I fixed my eyes on the belfry of the tower, searching for a shape, a gun, anything to set Rusty Coombs’s position.
Suddenly, two more shots echoed from the tower. Coombs was definitely up there. There was no way we could protect this many people. He had us where he wanted us. Chimera was still winning.
I grabbed Kimes. “How would I get up there?”
“No one’s going up there,” Joe Kimes snapped back, “without a SWAT escort.” His eyes were wide and frozen. He shouted into the radio. “All SWAT and medical teams to the Main Quad! Sniper is shooting from the Hoover Tower.
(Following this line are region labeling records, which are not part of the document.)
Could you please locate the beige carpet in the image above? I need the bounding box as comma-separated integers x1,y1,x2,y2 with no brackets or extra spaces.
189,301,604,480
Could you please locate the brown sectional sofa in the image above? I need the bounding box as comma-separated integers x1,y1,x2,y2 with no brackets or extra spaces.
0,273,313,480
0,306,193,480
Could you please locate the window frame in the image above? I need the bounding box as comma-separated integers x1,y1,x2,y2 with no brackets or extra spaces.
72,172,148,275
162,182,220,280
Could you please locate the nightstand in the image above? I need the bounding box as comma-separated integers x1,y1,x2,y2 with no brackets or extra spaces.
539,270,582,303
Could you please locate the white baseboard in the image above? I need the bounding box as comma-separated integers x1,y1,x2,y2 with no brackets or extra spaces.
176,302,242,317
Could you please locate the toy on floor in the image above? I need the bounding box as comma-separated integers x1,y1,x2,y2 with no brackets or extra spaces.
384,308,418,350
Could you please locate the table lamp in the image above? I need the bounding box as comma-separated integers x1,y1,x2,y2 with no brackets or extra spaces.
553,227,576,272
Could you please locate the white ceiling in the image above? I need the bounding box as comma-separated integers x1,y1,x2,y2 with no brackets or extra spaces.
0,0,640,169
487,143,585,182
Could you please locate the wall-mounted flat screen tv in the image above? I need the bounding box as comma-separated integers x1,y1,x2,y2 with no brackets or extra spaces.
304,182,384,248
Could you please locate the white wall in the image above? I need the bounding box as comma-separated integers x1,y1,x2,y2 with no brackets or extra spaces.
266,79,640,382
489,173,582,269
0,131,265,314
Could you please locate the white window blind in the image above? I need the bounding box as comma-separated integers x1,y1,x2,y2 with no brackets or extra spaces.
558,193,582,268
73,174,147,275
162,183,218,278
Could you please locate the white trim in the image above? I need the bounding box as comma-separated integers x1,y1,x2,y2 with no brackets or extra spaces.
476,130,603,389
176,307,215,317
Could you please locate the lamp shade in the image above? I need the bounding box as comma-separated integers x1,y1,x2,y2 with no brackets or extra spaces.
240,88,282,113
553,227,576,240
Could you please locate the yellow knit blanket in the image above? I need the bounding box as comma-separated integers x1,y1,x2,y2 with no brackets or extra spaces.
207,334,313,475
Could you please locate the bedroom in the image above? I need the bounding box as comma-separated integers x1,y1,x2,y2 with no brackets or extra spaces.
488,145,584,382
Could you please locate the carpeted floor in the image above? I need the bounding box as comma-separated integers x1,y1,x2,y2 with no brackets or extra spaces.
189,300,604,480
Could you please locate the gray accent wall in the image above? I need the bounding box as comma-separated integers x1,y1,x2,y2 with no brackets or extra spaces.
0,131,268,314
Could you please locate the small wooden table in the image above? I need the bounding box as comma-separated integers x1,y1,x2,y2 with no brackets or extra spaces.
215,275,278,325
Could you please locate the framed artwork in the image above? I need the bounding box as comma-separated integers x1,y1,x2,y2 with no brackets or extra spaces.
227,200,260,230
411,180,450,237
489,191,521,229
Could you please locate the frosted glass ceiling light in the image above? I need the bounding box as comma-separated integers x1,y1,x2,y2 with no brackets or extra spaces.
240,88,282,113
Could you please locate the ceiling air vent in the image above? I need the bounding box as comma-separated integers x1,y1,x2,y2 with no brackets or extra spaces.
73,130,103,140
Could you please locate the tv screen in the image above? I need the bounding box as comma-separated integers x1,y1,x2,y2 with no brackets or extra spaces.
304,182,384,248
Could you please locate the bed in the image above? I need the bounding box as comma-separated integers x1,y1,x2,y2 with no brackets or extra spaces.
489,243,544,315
At least three down.”
I looked him in the eye. “How do I get up there, Joe?” I demanded. “I’m going, so tell me the best way.”
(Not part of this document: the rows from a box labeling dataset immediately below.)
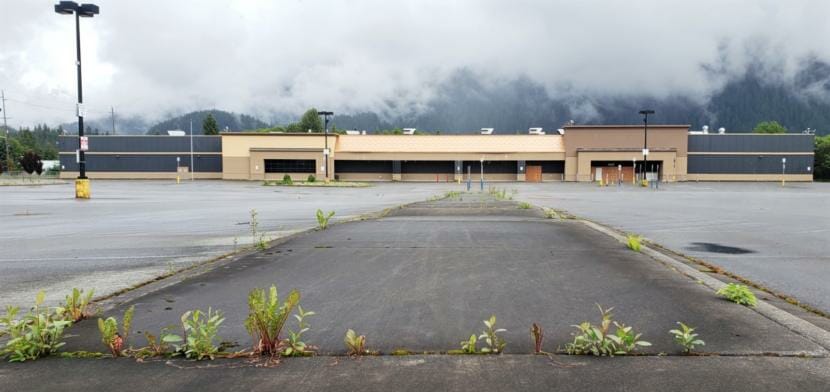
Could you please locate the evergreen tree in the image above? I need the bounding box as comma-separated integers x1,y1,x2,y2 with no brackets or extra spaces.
202,113,219,135
752,121,787,133
299,108,323,132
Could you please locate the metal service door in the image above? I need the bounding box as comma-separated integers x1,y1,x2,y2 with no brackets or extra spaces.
525,166,542,182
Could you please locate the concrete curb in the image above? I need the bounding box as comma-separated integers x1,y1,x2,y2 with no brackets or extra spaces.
579,219,830,355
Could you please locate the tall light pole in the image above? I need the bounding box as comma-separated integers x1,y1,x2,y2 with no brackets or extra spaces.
640,109,654,185
0,91,12,175
55,1,99,199
317,111,334,181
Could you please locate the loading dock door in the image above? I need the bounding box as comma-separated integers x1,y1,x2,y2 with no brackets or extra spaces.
525,166,542,182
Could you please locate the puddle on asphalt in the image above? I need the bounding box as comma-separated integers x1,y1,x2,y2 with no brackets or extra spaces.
686,242,755,255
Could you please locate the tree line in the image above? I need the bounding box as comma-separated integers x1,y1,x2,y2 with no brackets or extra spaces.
0,124,63,174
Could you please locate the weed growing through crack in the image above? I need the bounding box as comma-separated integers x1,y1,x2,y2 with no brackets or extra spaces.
444,191,463,200
250,210,268,250
177,308,225,361
0,291,72,362
530,323,545,354
544,208,561,219
343,329,370,357
62,288,95,323
669,321,706,354
718,283,758,307
626,234,643,252
245,285,300,356
98,306,135,358
461,334,478,354
317,208,334,230
565,305,651,357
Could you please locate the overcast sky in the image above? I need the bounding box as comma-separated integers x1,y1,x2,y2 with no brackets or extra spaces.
0,0,830,126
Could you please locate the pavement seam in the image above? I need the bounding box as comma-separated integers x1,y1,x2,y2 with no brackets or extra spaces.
579,219,830,356
92,194,456,312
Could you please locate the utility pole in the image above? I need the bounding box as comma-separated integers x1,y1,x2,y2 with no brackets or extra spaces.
0,90,12,174
317,111,334,183
190,118,194,181
640,109,654,183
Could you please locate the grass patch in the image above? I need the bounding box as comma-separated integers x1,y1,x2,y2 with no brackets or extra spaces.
718,283,758,306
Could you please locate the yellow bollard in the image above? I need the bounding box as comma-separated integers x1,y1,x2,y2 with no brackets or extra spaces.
75,178,90,199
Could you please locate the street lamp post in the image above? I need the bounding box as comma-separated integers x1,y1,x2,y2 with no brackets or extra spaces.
55,1,99,199
479,157,484,192
317,111,334,182
640,109,654,185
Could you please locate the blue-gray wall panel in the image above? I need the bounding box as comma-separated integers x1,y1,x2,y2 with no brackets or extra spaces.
688,154,813,174
58,135,222,154
689,133,814,153
60,154,222,173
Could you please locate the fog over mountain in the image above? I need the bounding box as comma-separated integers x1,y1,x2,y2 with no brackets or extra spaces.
0,0,830,132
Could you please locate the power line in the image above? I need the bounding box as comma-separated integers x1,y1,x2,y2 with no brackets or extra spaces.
0,90,12,173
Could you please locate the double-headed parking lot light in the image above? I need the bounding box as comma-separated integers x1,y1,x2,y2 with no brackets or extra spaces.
317,111,334,182
640,109,654,185
55,1,100,199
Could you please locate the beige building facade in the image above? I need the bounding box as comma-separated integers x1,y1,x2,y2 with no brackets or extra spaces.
59,125,814,183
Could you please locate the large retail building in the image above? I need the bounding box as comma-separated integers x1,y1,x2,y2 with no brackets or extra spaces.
60,125,814,182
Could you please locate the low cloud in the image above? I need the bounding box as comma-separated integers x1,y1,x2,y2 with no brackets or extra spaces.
0,0,830,126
“There’s an elevator on the ground floor,” Dean Stern cut in.
I pulled my Glock out of my side holster and checked the smaller Beretta I had fastened to my ankle. Chimera was up in that dome, raining bullets down.
My eyes fixed on a building that would provide some cover. Jacobi reached for my arm. But he knew he wasn’t going to stop me.
“You wouldn’t give me a minute to grab us both a vest, would you, L.T.?”
“I’ll see you up there, Warren.” I winked. Then I broke for the tower in a tight crouch.
And somewhere in the back of my mind, I wondered—why am I doing this?
Chapter 117
JESUS, HE FELT GOOD.
Chimera pulled back the rifle and sat against the hard concrete wall. In a moment, hell on earth was going to bust loose in the Quad. SWAT teams, snipers, maybe even helicopters. He knew he had the advantage—he didn’t care if he died.
He fixed on the big carillon bells. He’d always liked the stupid, damn bells. When they played, you could hear them all over campus. He wondered, when this was over, when he was no longer around, if he could have bells played at his funeral. Yeah, right.
Then he realized he was alone in the Hoover Tower and had just killed five people. What a fucking day this had been—what a life he’d had. He was going down in history, no doubt about that anymore.
He lifted himself up and peered over the side. Suddenly, everything was pretty quiet down there. The Quad had been cleared. Soon there’d be a high-tech SWAT team on the scene, then he’d just have to take out as many as he could get. They were going to have to earn their overtime pay.
But for now, up here, man, everything was beautiful….
Then he spotted Lindsay Boxer! He squinted through the rifle sight to be sure. The “hero cop” who had killed his father. She had run from the cover of the administration building, zigzagging in a crouch toward the tower. He was glad she was here. Suddenly, everything changed. He could still bring this bus in on time….
He followed the darting shape and gently closed his left eye. He let his breathing slow to an almost meditative rate.